Negative interest rates in Japan and Europe have played a major role in market volatility this year, hitting banks’ profitability and signaling central bank failure to spark inflation to prescribed targets. Falling commodity prices have added to concerns over deflation.
“Strikingly, the slide on stock markets steepened exactly when interest rates were pushed noticeably into negative territory,” Donay wrote in a recent research note.
However, investor fears are contradicted by economic fundamentals, which he said “have shown little sign of turning for the worse”.
Therefore, Donay believes if at least one of three broad shifts start to occur, it would encourage a more balanced view of economic fundamentals and trigger a sustainable rally:
- Oil prices stabilising around $45-$50 per barrel, which should promote inflation and ease default risks for energy companies. “But daily production needs to fall by around 1.5 million barrels to rebalance supply and demand, which will take several months,” Donay said.
- The second concerns negative interest rates. Developed-economy central banks would need to reverse monetary policy, which would include bringing European Central Bank and Bank of Japan short-term interest rates back into positive territory. But he calls this unlikely in the near term.
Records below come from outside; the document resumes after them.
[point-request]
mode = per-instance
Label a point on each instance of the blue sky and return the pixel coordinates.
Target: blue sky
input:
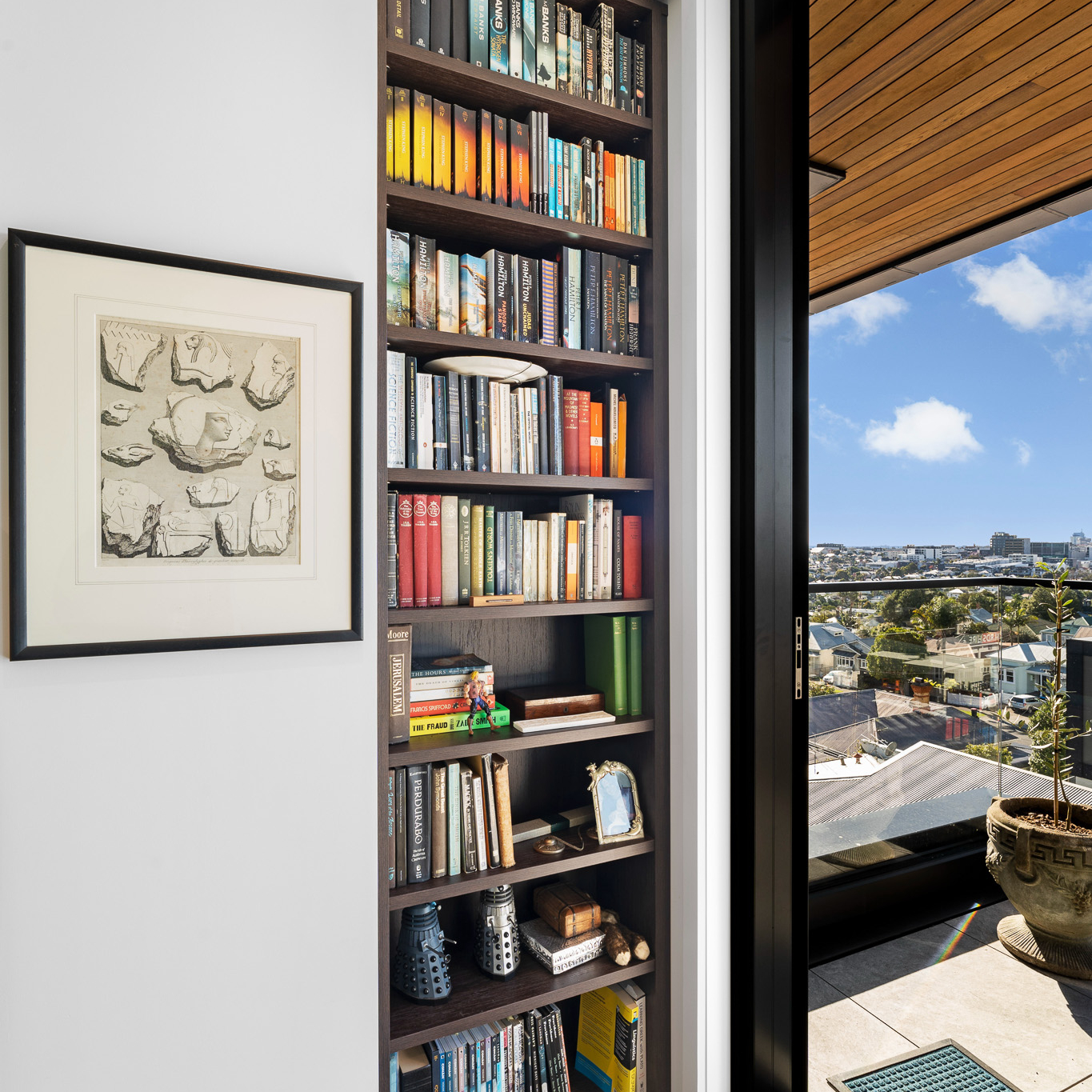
(938, 406)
- International cooperation to drive “a strong new policy mix, including a fiscal component, to dispel deflationary pressures in the developed world”. However, he pointed out that no major initiatives resulted from the recent G-20 meeting last month.
“In the absence of these fundamental changes, rebounds on equity markets are still possible — such as over the past week — but are likely to prove weak and short-lived,” Donay wrote.
The ECB’s monetary policy meeting on March 10th will be closely watched as authorities could push interest rates down further into negative territory, to -0.5% by June, he believes.
"Nevertheless, other [ECB] measures such as extension of its asset purchases, for instance to corporate bonds, could help to reassure markets, at least temporarily.”